The net interest margin, an important measure of lending profitability, rose to 1.67 per cent in the third quarter, from 1.43 per cent a year earlier. It fell by 4 basis points from the second quarter.

Operating income rose by 42 per cent to US$1.49 billion in its transaction banking business and decreased by 8 per cent to US$1.25 billion in its financial markets division.

The wealth management unit reported a 18 per cent increase in operating income to US$526 million, due mainly to an increase in wealthy customers.

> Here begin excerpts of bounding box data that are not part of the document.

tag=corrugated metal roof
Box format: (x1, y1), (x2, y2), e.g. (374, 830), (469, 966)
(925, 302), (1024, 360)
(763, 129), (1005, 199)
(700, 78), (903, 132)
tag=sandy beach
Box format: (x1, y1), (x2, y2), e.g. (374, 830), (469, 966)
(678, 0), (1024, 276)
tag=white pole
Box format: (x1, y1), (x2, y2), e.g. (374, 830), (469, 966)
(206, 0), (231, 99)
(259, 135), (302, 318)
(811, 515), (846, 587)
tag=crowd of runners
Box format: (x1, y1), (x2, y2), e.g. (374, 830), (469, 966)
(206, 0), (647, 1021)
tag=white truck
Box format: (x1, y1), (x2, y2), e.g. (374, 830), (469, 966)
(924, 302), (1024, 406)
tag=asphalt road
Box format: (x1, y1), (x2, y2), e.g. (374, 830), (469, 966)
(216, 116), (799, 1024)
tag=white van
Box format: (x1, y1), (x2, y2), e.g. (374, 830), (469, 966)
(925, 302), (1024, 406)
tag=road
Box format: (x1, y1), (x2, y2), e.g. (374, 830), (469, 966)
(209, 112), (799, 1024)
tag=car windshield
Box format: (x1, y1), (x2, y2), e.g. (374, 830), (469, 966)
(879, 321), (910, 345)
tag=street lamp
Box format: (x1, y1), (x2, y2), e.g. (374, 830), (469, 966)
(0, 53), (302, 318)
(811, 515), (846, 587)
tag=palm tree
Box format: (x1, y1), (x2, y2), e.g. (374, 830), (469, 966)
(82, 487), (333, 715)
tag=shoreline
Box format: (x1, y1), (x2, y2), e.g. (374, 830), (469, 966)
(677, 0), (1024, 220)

Underlying pre-tax profit in the corporate, commercial and institutional banking segment rose 5 per cent to US$1.26 billion, while the consumer and private banking business fared better, with underlying pre-tax profit jumping by 38 per cent to US$669 million.

Its SC Ventures business reported an underlying pre-tax loss of US$117 million in the third quarter, widening 34 per cent from last year’s US$85 million. The segment includes majority owned virtual banks Mox in Hong Kong and Trust in Singapore.

Standard Chartered group chief financial officer Andy Halford said the lender “remains confident” of achieving its targets.

“All 2024 guidance remains unchanged,” Halford said in the statement. “We continue to expect 2024 income growth to be in the 8 to 10 per cent range at constant currency, and we remain confident of achieving greater than 11 per cent return on tangible equity.”